The Hemp Goddess said:


> My ex and I used to do almost the same thing.  We built divider type walls with PVC in a room we built in a large shop specifically to grow. The dividers were real similar to ones they use in large offices to make cubicles.  We put Panda film on the dividers.  They were easy to move aside when it was time to tend the plants.  But you do have to have some kind of reflective walls around the grow, otherwise the light disburses throughout the entire space.



Got it, build panda film dividers outta 3/4 schedule 40 PVC, guess I could do hanging or with legs. You know I'm going to have plenty of panda from a 100 foot roll


----------



## lyfespan (May 2, 2014)

Well it looks like I might be able to also have the option of 3-4  LEDs for this new space as well. LEDs do offer the easy of plug and play, where as with the HIDs I would be looking at running a 50 amp sub panel to wire the lights 240v with a timer operated contactors for everything, lights, fans, and exhaust.

My dream grow room will incorporate PLC and Raspbery Pi technology with a wireless network control, it's going to be S.I.C.K, lol


----------



## lyfespan (May 6, 2014)

Well I just pulled the trigger on 2- 1000 watt hid dimmable, cooled hoods, big fan, filter, and my panda film, bloom room will be 3x9  9 foot ceiling height. Stuffs get here the 17th


----------



## sawhse (May 6, 2014)

Awesome man. I need to bump my lights up sometime. I bet a 1000 watt in my tent would be the bomb.


----------



## lyfespan (May 7, 2014)

sawhse said:


> Awesome man. I need to bump my lights up sometime. I bet a 1000 watt in my tent would be the bomb.



What size area are you blooming in?


----------



## sawhse (May 7, 2014)

my tent is a 3x3x6. i sometimes run 2 400's in it but would love a 1000 watt


----------



## Hackerman (May 7, 2014)

3x3x6???? How do you fit 2 lights in that space? Not to mention the heat.

Seems like more like than a tent that size needs.


----------



## The Hemp Goddess (May 7, 2014)

You do get to a point where more light does not make any difference in growth.  I have found that about 7500 lumens is my threshold.  I get the same yield whether I am running 7500 lumens per sq ft or 10,000.  I ran a 600W in a 32 x 32 tent one time--got the same results when it was kicked back to 400W.  The same thing has happened in my flowering closet.  Plants can utilize more light with dialed in CO2 system, but I really don't have the money to set one up right and I just go into my flowering room too often during lights on to try and coordinate my working on the plants with the CO2.


----------



## sawhse (May 7, 2014)

Hackerman said:


> 3x3x6???? How do you fit 2 lights in that space? Not to mention the heat.
> 
> Seems like more like than a tent that size needs.

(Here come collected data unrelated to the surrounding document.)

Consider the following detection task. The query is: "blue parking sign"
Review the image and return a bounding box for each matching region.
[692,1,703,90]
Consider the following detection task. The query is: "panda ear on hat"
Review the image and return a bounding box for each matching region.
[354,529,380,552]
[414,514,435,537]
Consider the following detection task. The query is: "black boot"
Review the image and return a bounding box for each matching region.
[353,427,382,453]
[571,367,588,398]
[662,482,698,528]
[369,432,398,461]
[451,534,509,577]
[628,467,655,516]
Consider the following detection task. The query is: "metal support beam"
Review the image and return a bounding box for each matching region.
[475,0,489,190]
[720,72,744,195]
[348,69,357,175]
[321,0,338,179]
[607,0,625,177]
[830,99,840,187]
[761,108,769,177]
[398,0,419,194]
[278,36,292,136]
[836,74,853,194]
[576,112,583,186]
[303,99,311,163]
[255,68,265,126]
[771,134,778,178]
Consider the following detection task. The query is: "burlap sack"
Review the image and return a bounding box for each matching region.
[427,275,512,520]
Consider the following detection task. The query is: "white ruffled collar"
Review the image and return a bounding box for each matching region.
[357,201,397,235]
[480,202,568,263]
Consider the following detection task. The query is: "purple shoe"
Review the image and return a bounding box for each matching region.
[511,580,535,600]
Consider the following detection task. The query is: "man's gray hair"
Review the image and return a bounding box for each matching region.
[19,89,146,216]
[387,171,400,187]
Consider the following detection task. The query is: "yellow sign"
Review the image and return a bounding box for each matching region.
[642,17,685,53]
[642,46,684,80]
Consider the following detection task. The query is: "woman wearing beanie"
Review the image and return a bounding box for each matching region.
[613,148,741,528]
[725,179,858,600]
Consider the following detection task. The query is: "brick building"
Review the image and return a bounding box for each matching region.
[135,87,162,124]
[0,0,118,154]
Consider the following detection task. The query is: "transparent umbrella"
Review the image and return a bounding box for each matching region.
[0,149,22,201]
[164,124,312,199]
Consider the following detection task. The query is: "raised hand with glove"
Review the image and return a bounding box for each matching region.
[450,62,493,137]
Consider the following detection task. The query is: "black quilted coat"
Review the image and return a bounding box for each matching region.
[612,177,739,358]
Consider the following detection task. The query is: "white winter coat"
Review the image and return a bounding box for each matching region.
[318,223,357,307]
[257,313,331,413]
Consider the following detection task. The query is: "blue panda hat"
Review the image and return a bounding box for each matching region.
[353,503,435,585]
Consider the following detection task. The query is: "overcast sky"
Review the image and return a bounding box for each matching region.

i have two euro hoods that are rectangular and fit perfect in the tent. 

View attachment 20131107_110029.jpg


my big fan works great in controlling the heat


----------



## Hackerman (May 7, 2014)

Very nice. I see you use a carbon filter. What kind of fan do you use? And, where is it located?

If you don't mind me asking. Thanks


----------



## sawhse (May 7, 2014)

I use a can max inline fan 6 inch. I think its 440 cfm


----------



## Hackerman (May 7, 2014)

Where do you have it? Before the lights (blowing air across the lights) or after (sucking air from the lights)?

From the looks of the picture and the way the flex duct is slightly collapsed, I would guess you have it after the lights (sucking air).


----------



## sawhse (May 7, 2014)

Yep I keep the fan on top of my tent and it pulls the air. Right now I only have one light in there with a much bigger hood


----------



## Hackerman (May 7, 2014)

Thanks


----------